The fundamental problem with the traditional technical interview process is that it is based on a chain of inference that seems reasonable but is in fact deeply flawed. That chain goes something like this:

- Writing code is hard.

- Because writing code is hard, only smart people can do it.

- Therefore we want to hire smart people.

- The best way to find smart people is to design a process that filters out dumb people.

- The best way to filter out dumb people is to ask them hard questions that we know the answer to and see if they also know (or can figure out) the answer.

Hence phone screens, whiteboard coding, coding puzzles, riddles and all the anti-hiring patters that came to light in the last 10 years.

It turns out that these make terrible predictors of the actual ability to code, and one of the most accurate way to get productive developers is to test them on problems that are closely related to their actual future day-to-day responsibilities.

Will your candidate be working on databases? Ask for stored procedures.

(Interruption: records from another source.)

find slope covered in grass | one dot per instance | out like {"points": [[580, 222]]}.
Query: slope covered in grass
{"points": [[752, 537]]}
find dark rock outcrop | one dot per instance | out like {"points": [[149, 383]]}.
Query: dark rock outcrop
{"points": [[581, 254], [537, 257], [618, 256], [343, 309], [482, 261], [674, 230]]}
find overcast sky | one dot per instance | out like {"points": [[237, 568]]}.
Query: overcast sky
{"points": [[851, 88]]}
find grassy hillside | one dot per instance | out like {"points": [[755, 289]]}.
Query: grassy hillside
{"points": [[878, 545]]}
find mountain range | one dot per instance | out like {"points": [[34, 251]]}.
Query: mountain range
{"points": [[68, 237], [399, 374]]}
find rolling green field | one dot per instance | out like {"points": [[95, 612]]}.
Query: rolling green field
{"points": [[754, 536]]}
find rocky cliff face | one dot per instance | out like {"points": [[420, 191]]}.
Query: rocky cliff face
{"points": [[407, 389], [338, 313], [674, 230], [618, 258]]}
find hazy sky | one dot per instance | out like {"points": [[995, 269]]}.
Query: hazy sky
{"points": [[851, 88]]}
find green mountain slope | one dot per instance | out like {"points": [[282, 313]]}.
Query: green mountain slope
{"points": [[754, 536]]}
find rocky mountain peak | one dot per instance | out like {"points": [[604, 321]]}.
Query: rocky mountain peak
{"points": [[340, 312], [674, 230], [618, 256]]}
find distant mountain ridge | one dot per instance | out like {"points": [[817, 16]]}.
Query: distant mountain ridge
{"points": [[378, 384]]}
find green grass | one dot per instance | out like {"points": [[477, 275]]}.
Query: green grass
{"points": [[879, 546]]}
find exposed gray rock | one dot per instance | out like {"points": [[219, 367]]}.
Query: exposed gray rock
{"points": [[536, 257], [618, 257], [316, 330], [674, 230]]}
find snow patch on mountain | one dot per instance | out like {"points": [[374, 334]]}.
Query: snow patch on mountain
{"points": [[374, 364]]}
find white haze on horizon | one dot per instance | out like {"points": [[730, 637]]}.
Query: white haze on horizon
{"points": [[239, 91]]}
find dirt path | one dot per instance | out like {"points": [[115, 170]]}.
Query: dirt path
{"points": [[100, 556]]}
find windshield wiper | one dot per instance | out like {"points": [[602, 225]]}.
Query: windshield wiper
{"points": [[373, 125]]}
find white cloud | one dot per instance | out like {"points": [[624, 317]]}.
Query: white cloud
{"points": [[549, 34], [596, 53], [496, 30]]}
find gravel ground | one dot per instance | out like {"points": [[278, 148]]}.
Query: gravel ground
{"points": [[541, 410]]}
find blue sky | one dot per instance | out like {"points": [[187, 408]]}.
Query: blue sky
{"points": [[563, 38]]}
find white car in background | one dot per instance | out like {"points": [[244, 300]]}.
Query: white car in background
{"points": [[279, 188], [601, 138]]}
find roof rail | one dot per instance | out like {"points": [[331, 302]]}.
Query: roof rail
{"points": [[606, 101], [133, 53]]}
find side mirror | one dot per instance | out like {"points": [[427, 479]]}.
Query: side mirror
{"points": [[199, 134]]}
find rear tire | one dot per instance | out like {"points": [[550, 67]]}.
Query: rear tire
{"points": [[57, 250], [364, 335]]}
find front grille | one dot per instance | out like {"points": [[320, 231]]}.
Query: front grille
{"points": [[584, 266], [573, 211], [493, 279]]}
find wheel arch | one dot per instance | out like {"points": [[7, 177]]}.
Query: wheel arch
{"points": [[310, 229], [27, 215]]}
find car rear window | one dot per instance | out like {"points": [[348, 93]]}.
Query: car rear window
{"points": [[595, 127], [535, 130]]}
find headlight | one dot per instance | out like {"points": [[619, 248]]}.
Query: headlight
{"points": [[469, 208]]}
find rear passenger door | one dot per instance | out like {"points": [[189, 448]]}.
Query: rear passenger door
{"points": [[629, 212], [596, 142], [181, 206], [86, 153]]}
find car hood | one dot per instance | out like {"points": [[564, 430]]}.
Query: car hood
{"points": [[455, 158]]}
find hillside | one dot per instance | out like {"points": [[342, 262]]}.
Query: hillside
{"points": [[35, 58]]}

Will your candidate work on API? Ask about API design?

We made Type12[0] to let companies go beyond riddles and brain-teasers when testing candidates but actually putting them in their day-to-day scenarios.

More technically, for each interview, Type12 creates a new (docker instance under hood) sandbox fully configured with languages (Python, JS, Ruby, Java, Scala, etc) frameworks (Django, Flask, Ruby on Rails, Node, Spring, etc), databases (MongoDB, Redis, MySQL, PostgreSQL, etc) and other technologies (Amazon S3, Amazon DynamoDB, etc) of your choice.